How to Buy, Manage Risk, and Keep Records

Masses of traders crowd into the markets, looking for profits. Every serious trader knows he needs an edge—a method of discovering opportunities and placing orders that gives him an advantage over the majority of competitors. A slight edge, coupled with a lot of discipline, is the key to steady profits. Every professional knows what his edge is and where the profits are likely to come from. A beginner does not bother himself with such concepts. He may buy today because last night he read about an inverted head-and-shoulder bottom. He may buy tomorrow because of a piece of news that caught his attention. He has no clear concept of buying. He has no edge.

We all go through this stage of initial ignorance. To move beyond it and graduate to trading for a living you need to have a concept of what it is you are trying to buy or sell.

If you find a money-making niche, others may soon crowd into it and drive down the returns. Your profits are always under threat, while the dangers are ever-present. The competition is intense. To keep making money in the markets and to grow equity, you need to define and implement a trading concept that is fairly simple and bulletproof.

THE GAP BETWEEN PRICE AND VALUE

My long search for an edge led me to study the gap between price and value. The concept is quite simple: price and value are not the same. Price can be below value, above it, or equal to it. The distance between price and value may be large or small, increasing or decreasing at any given time. Surprisingly few people are aware of the ever-changing gap between price and value, although when you point it out to them they see it immediately.

The concept is simple, but turning it into a trading method is not that easy.

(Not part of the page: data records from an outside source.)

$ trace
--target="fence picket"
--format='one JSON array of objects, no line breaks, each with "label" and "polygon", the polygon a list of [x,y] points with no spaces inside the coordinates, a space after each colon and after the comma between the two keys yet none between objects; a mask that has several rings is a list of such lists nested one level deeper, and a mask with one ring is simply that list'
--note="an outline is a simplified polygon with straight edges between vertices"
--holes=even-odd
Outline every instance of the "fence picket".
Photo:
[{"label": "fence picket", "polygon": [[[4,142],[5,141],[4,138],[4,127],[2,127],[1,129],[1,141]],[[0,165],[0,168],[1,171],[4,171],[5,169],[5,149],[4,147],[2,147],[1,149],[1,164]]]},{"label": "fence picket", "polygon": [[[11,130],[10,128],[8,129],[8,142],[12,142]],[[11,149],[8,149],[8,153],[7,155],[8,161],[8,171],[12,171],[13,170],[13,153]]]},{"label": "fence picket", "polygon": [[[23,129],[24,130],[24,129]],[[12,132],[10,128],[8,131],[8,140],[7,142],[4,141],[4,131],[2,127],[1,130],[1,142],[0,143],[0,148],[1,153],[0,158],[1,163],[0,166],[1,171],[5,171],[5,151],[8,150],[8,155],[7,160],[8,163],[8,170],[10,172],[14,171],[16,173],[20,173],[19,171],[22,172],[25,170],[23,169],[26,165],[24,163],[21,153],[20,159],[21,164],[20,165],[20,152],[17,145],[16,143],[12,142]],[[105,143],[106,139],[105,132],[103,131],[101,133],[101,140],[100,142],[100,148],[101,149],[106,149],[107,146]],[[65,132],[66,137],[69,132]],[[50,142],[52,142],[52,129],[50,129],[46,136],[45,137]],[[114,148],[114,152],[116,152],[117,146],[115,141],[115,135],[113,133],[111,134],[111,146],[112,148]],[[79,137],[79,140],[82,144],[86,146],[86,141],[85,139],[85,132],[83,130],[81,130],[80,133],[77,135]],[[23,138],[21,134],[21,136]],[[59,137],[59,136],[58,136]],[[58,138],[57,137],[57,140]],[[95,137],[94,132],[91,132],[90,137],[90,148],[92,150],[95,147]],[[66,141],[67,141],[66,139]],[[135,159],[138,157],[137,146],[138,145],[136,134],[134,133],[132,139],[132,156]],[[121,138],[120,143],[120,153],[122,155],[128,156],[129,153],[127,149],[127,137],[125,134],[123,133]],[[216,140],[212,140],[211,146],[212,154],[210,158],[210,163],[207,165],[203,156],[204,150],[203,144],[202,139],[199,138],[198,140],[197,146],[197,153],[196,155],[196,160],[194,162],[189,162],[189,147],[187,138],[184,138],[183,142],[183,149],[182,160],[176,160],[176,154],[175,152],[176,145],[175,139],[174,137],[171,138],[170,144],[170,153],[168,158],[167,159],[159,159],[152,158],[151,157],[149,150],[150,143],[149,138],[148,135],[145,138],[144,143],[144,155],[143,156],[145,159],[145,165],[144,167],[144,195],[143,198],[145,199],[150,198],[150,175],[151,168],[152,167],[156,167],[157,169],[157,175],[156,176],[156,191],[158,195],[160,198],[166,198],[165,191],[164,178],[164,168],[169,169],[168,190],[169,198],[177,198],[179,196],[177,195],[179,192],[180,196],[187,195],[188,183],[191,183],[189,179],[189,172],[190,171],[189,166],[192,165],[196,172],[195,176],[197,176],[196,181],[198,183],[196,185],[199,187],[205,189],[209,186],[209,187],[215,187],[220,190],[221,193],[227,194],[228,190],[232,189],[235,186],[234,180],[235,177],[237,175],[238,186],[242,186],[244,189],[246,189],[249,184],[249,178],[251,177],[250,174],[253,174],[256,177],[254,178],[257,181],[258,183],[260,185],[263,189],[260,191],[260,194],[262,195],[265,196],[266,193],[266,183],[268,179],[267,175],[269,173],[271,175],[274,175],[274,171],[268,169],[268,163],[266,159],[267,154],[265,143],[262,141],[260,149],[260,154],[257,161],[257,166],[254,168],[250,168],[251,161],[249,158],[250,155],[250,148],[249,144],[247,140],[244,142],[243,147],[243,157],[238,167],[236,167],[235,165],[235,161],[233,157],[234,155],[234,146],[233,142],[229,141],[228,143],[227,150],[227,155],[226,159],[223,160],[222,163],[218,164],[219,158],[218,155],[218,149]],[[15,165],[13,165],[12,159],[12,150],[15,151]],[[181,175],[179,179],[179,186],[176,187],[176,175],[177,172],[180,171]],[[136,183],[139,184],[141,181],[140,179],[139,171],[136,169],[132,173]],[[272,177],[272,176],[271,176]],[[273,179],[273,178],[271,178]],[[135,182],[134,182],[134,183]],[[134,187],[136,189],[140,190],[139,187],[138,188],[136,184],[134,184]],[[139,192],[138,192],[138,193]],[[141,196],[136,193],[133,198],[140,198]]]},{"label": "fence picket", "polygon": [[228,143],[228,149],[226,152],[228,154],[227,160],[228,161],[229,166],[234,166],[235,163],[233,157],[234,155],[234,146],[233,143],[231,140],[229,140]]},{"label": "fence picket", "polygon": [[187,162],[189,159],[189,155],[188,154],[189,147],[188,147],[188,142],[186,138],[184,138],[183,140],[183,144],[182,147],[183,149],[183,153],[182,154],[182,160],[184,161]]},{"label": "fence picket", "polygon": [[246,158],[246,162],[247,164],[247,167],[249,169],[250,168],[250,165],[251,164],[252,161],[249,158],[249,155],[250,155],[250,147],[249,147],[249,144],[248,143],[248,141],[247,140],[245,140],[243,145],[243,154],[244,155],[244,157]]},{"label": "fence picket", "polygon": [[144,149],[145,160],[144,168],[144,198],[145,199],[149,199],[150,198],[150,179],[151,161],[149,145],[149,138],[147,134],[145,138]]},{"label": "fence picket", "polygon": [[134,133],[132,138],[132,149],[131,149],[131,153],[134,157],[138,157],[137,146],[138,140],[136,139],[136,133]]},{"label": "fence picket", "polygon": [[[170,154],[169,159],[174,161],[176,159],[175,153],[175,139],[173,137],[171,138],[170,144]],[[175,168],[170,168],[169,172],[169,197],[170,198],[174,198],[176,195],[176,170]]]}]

Everybody knows about price—you read the numbers on a price tag or look up a stock quote on the screen. Any child can tell you the price of candy. We all know price, yet very few people know how to define value and track its changes. If you can do that, your buy or sell decisions are no longer based on price alone. You can buy when value is rising or sell short when price gets too far above value.

Most buying decisions are based on the perception, however vague, that price is below value. Most people buy when they think the crowd does not recognize the true value of their trading vehicle. They think they see ahead of the crowd, and expect to make money after the crowd also sees what they do and drives prices higher. Traders buy when they think that some future event will cause an increase in the value of their trading vehicle.

I became aware of the gap between price and value decades ago, during a brief lecture by J. Peter Steidlmayer. Listening to this Chicago floor trader and sometime author I immediately sensed the value of the concept. I had no idea at the time how many years I would spend looking for a way to implement it in my trading.

Few technical traders ever think about the difference between price and value. Fundamental analysts are much more attuned to the idea, but they do not own it—technicians can use it as well.

It makes sense to buy below value and sell above value. To implement this idea, we need to answer three questions—how to define value, how to track its changes, and how to measure the distance from price to value.